Toujours le même mode opératoire, il profitait de la vulnérabilité de ses patientes et leur injectait du Valium et autres produits divers…pour abuser d’elles…
Jusqu’à la fin de mon témoignage au Tribunal, j’ai cru qu’il allait avouer… me dire ce qu’il m’avait fait et pourquoi ???? MAIS RIEN !!! A la fin de la plaidoirie de son avocat, le président lui demande s’il a des questions. Il se lève et dit juste avoir une parole destinée à ma fille pour lui dire de ne pas culpabiliser, et en ajoutant que :
Si elle avait ouvert la porte de ma chambre, elle aurait vu le médecin faire une piqûre à sa maman, lui essuyer ses larmes, lui tenir la main, car elle était terrorisée suite à ce traumatisme. Alors que je sanglotais dans cette salle d’audience, en criant c’est faux !!!
il a ajouté :
Si elle avait ouvert la porte et qu’elle avait vu un violeur, elle n’aurait rien pu y faire !… Ces dernières paroles, ces derniers mots résonnent dans ma tête.

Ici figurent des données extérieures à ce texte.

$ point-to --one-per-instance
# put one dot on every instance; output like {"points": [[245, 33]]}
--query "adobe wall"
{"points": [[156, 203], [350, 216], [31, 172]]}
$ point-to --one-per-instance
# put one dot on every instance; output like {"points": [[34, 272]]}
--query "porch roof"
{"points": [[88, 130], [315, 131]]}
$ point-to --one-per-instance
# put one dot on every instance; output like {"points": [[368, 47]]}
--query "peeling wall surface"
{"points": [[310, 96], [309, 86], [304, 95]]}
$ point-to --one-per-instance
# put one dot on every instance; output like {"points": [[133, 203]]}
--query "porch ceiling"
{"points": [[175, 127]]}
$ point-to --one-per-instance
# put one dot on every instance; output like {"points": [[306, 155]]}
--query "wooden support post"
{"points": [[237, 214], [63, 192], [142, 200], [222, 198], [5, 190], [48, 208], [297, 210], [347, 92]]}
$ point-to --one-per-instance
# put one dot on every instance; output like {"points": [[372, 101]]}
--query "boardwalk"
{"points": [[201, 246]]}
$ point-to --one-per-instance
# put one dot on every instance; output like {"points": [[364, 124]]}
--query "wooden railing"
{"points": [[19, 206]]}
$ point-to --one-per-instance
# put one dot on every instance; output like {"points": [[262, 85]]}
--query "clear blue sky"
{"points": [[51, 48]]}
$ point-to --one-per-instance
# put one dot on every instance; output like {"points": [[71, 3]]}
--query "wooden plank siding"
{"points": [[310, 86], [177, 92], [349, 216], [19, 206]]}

Qu’a-t-il voulu dire ? Et pourquoi, juste des mots pour ma fille et moi ??? J’espère encore et toujours qu’il avouera et m’expliquera ce qu’il m’a fait et pourquoi.
Cet homme vient de prendre 15 ans de prison pour 9 viols reconnus et une interdiction d’exercer la médecine. Combien de personnes n’ont pas osé se confier ??
Est-ce que l’emprisonnement lui sera bénéfique ? N’y a-t-il pas obligation de soins ??? Sortira t-il plus tôt pour bonne conduite ?
Recommencera t-il ?
Y aura-t-il encore et encore d’autres victimes ????
Je ne peux pas et ne veux pas y croire !!!
Voilà ma triste histoire ! Ma triste vie !
Comment refaire confiance ?
Comment se reconstruire après de telles épreuves ????
Merci à vous toutes et tous d’avoir pris le temps de me lire.
J’ai essayé par ces mots, DE TENTER DE SOULAGER MA GRANDE PEINE !!!
A toutes les victimes d’attouchements, d’abus sexuels ou de viols.
SVP, PARLEZ, CONFIEZ -VOUS !!
La suite, le procès a eu lieu, 15 ans de réclusion criminelle et 7 mois plus tard, ce violeur est libre !! dossier égaré, nouvel avocat… Je n'en peux plus, je ne crois plus en rien… Que devons nous espérer, nous, toutes les victimes de ce violeur ???